You’d think that after nearly three months of keeping our attraction at a slow burn, we would have been in a hurry, but he was determined to take it slow. For my sake, I knew. And I was so enraptured by his intoxicating kisses that I just wanted them to last until the end of time.
He touched my breasts, stroked the nipples through my bra, causing shivers to ripple through me. Our mouths met again and again, his hands sliding over the top of my clothes, my fingers moving restlessly over his back to the waistband of his jeans.
Then he eased my skirt up and pressed his hand between my legs. The warmth of his palm burned through my underwear. I curled my fingers reflexively around his wrist, pushing my hips forward. He muttered something under his breath, then reached around to stroke my rear and lift me against him.
It was exactly as sexy as it sounds. I wrapped my legs around his waist and bent my head to kiss him as he managed to get us both into the bedroom without tripping over anything. I felt the heat of him clear through the denim of his jeans. I started to writhe against his crotch before he’d even lowered me to the bed.
He looked down at me, a faint smile on his lips and his eyes hot. I twisted to unfasten the zipper of my skirt and pushed it to the floor. He reached for the fly of his jeans and flicked the top button open.
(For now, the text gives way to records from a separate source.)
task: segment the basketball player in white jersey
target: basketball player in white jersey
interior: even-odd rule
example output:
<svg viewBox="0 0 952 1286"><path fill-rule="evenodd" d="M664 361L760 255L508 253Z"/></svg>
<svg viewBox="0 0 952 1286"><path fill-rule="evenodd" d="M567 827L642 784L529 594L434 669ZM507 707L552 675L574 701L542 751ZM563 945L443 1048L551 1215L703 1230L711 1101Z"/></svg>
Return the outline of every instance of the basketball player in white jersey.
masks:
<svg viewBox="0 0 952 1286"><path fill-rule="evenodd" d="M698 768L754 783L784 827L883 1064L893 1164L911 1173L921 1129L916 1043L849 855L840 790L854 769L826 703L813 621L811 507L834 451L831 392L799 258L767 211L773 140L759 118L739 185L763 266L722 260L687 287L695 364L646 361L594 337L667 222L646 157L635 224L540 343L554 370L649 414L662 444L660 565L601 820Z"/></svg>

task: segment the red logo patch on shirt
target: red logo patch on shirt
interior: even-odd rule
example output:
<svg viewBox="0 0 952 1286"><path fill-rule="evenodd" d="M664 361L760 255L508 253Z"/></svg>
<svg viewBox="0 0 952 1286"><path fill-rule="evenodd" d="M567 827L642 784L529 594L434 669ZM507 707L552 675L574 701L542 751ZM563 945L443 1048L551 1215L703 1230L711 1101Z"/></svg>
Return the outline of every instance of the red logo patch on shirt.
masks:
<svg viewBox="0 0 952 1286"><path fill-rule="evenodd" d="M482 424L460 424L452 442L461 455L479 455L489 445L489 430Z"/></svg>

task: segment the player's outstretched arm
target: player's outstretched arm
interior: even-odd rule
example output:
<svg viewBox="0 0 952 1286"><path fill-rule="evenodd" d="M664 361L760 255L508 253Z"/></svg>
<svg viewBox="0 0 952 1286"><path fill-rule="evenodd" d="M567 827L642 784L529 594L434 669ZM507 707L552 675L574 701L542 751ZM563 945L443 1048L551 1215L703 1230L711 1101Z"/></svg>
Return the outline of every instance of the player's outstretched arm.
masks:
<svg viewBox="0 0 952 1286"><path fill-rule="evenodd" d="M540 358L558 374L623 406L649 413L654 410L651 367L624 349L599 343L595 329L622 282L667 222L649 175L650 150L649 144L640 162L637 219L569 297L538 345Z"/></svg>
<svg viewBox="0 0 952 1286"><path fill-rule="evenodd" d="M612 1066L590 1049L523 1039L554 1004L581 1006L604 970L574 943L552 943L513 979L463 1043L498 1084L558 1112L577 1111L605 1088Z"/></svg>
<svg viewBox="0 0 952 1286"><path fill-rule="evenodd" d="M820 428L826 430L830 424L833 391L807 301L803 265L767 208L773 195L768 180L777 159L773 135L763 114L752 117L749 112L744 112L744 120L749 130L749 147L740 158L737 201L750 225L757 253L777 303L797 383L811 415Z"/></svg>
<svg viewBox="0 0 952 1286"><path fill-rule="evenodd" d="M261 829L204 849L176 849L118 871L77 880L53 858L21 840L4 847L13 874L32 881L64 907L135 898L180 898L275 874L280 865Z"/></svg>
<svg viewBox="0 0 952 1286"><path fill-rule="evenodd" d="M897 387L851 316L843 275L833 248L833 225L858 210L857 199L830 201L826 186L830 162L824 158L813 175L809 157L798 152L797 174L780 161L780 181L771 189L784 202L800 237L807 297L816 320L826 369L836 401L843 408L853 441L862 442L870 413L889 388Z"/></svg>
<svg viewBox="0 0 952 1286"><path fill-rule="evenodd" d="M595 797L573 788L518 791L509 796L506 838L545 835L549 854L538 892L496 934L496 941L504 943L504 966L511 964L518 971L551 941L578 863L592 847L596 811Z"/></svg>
That was when I got anxious. My throat went dry and I closed my legs. I was breathing hard and my heart pounded with wanting him, but sudden fear froze every muscle in my body.
Dean paused. His eyebrows drew together. “Okay?”
“Yes.” My voice quavered a little.
He stopped unfastening his jeans and put his hands on my bare legs. Slowly he stroked my thighs fro
m my knees to the hem of my shirt, never reaching far beneath it. I relaxed a little under the gentle rhythm of his touch, but nerves still knotted my stomach.
“Do you want me to stop?” he asked.
“No.”
“If you need me to—”
“I know. I know.” I tangled my hand in the front of his T-shirt.
He stroked down to my knees and back up again. “You’re nervous.”
It wasn’t a question, but I nodded anyway. It didn’t make a lot of sense that I was nervous now when I was so comfortable with him every other way and when we’d done some very sexy, intimate things already. But I was.
“So am I,” he admitted.
I wasn’t sure I believed that, but then I noticed his hands were unsteady as he moved them farther up my thighs. I swallowed hard.
“I don’t want to mess this up,” I finally said.
He laughed, a low, rumbling sound. “Beauty, if you had any idea…”
He moved to caress my inner thighs. I flushed when he brushed against my damp panties—no denying that evidence—but he didn’t ease his fingers beneath the elastic.
“Take my clothes off,” he said.
“What?”
“Go ahead.”
I pushed myself onto my elbows and gazed at the bulge in his jeans. I wanted to see him completely naked, and if I were undressing him, he wouldn’t be undressing me. Yet.
I pulled my shirt back down over my hips. Dean sat beside me on the bed and waited for me to drum up my courage. My hands started to shake as I took hold of his T-shirt and tugged it over his head.
His chest was so beautiful. Muscled, defined, the ridges of his abdomen warm beneath my touch. I put one hand against his chest and pushed him to lie on his back. Then I cupped my palm around his erection. He shifted.
I glanced at him. He was watching me with that anticipatory gaze that made my blood pound. Anxiety twisted through me again, but because I was in control I knew it wouldn’t overwhelm me. I lowered my head, and a curtain of hair fell across either side of my face—concealing Dean from my view and, hopefully, me from his.